Gym companies are making a killing in South Africa, where the industry generates more than R12.5 billion in revenue every year.
According to The Economist, this is the highest in the world. If correct, it means that the country’s largest gym chain, Virgin Active, makes about R7.5 billion in gym membership fees per year.
It was revealed in a case before the Competition Tribunal last year that Virgin Active controls at least 60% of the gym market in South Africa, with more than half a million members.
This week, Virgin Active SA refused to be drawn into the debate about its revenue. However, during an interview on 702 on Monday, the company’s managing director, Ross Faragher-Thomas said he was not sure how The Economist came up with this figure. “But it is a thriving and vibrant industry and it’s growing enormously.”
Virgin Active has enjoyed great success in South South Africa where it owns 137 gyms countrywide.
Chief operations officer for Gym Company Ian Hepburn said that although the R12.5 billion figure was a bit high, it was not too far off.

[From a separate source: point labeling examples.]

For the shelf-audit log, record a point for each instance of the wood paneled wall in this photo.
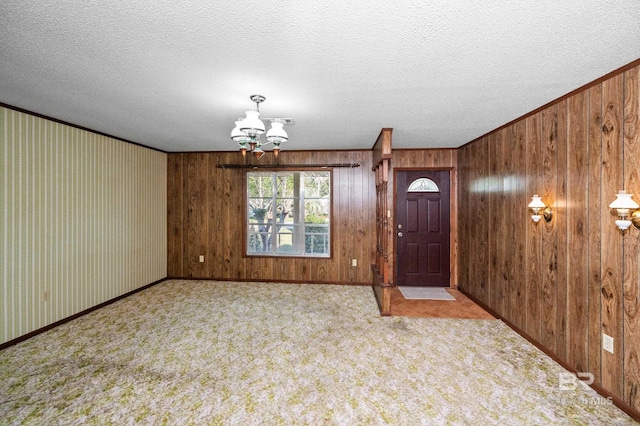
(205, 217)
(566, 282)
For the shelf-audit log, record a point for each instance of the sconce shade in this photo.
(623, 203)
(538, 206)
(536, 203)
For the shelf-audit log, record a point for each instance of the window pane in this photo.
(316, 185)
(316, 211)
(260, 185)
(288, 213)
(285, 185)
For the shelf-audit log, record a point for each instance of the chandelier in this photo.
(248, 130)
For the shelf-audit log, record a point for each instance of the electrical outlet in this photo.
(607, 343)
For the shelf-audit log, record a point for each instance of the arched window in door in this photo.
(423, 185)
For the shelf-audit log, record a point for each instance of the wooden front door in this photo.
(422, 228)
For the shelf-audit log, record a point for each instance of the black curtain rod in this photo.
(286, 166)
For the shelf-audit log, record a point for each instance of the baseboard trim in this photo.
(74, 316)
(258, 280)
(618, 402)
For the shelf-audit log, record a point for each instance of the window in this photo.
(423, 185)
(289, 213)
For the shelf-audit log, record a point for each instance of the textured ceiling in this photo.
(175, 75)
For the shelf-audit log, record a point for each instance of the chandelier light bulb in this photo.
(247, 131)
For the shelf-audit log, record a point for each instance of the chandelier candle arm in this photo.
(247, 131)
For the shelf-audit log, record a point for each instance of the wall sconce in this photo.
(624, 204)
(537, 206)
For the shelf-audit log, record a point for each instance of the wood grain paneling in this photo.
(631, 286)
(577, 221)
(534, 236)
(612, 181)
(595, 206)
(581, 276)
(206, 217)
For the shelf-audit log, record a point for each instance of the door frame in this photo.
(453, 221)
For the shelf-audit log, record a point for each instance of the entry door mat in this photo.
(426, 293)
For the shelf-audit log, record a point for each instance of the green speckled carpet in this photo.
(206, 352)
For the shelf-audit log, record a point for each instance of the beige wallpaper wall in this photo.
(83, 219)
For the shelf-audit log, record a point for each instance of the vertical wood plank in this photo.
(612, 181)
(549, 289)
(595, 207)
(578, 198)
(560, 218)
(520, 220)
(534, 240)
(631, 284)
(495, 204)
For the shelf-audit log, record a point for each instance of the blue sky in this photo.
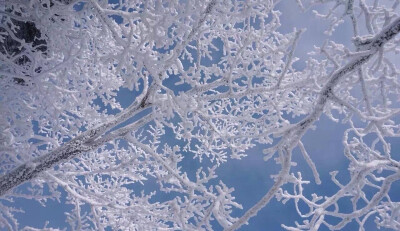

“An independent study we conducted two years ago showed us that Virgin Active controlled about 70% of the gym market.”
“When you multiply that 70% by an average of R500 monthly premium [Virgin Active] charges, it would make sense that the South African gym industry brings in those billions in revenue every year. But this is just an assumption.”
Hepburn said it was sad that more than two-thirds of the gym industry pie in South Africa was enjoyed by one company.
“Although Planet Fitness, which has 32 gyms across the country, and Zone Fitness, which has 22 gyms in Gauteng and Cape Town, get a big slice, it’s still not as big as the one enjoyed by Virgin Active,” he said.
Hepburn blamed this “unfair market practice” on medical aid schemes such as Discovery and Momentum that subsidise and reward their members for being part of Virgin Active, Planet Fitness and Curves gyms.
“If members were paying the full R500 that these clubs charge instead of R100 per month, many would have found other options that cost far less,” Hepburn said.
But Faragher-Thomas believes that members are attracted to Virgin Active by the different packages that the health club offers.
“The key to the attraction of any successful health club company is innovation and creating an offering that is accessible to a broad number of South Africans.
“Proximity of clubs, multiple membership-fee offerings and a range of services and facilities play a significant role in not only attracting members but keeping them engaged in their personal fitness goals,” he said.
Hepburn said the location of Virgin Active health clubs was also influenced by the relationship that the company has with medical aid schemes. “Landlords consider Virgin Active and other big players as low-risk because of their membership numbers, which are bolstered by medical scheme subsidies.”